Now, the programming languages being examined here have more structure than
that. They handle this by considering _internal_ categories. Usually
categories are defined with sets of objects and sets of morphisms. Internal
categories are such that there is some fancier structure on both. In this
case, there is a relation "X is more dynamic than Y", for both types and
terms. The definition isn't too hard of a leap from plain categories: The term
composition operation should respect the dynamism relation.

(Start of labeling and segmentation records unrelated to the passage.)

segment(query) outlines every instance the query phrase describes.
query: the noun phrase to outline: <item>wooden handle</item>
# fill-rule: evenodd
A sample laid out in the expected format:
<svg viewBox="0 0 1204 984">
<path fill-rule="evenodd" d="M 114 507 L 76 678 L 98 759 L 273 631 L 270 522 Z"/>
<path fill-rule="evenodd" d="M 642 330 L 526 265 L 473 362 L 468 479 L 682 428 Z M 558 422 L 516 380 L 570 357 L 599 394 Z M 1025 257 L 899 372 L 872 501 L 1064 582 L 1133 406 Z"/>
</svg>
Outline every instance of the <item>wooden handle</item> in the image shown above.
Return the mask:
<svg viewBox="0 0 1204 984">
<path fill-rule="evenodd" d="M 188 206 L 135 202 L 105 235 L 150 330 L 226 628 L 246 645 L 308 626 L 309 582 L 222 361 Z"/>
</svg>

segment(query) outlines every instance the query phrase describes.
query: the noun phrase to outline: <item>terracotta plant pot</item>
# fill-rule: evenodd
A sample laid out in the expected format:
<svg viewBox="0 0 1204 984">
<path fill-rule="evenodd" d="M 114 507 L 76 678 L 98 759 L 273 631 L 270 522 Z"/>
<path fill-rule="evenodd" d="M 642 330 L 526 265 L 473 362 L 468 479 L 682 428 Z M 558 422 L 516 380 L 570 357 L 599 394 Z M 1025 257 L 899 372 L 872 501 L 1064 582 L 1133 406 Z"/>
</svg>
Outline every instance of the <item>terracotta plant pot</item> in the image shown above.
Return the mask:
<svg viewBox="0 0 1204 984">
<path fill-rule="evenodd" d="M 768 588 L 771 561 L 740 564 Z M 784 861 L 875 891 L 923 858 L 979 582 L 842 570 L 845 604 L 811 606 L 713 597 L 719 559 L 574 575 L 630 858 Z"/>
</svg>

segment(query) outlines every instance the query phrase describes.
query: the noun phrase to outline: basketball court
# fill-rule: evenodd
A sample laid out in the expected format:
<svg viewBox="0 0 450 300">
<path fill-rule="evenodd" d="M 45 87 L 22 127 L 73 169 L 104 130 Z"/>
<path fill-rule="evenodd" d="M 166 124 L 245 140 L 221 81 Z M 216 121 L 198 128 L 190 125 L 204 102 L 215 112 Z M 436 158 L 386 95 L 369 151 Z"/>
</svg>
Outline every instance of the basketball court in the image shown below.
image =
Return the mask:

A functor is a map between categories: It sends objects (types) to objects and
sends morphisms (terms) to morphisms while respecting the algebra of
categories, which corresponds to being compatible with term substitution for
programming languages. Translating via curry-howard, a functor is a parametric
construction of some sort: you can carry it out without knowing anything about
the particulars of the term you're translating. Generics are a form of
parametric construction, for example. `map` in various languages internalizes
the compatibility with the construction.

A _profunctor_ is a bit gnarlier, but it bears a similar relation to functors
as relations do to functions. The prototypical profunctor is Hom(-, --), which
is defined such that Hom(A, B) is the set of morphisms between objects A and
B. In good situations, the data of a profunctor is equivalent to the data of a
functor, much the same way that functions and cofunctions are special kinds of
relations [2]. This situation is called a _representable_ profunctor.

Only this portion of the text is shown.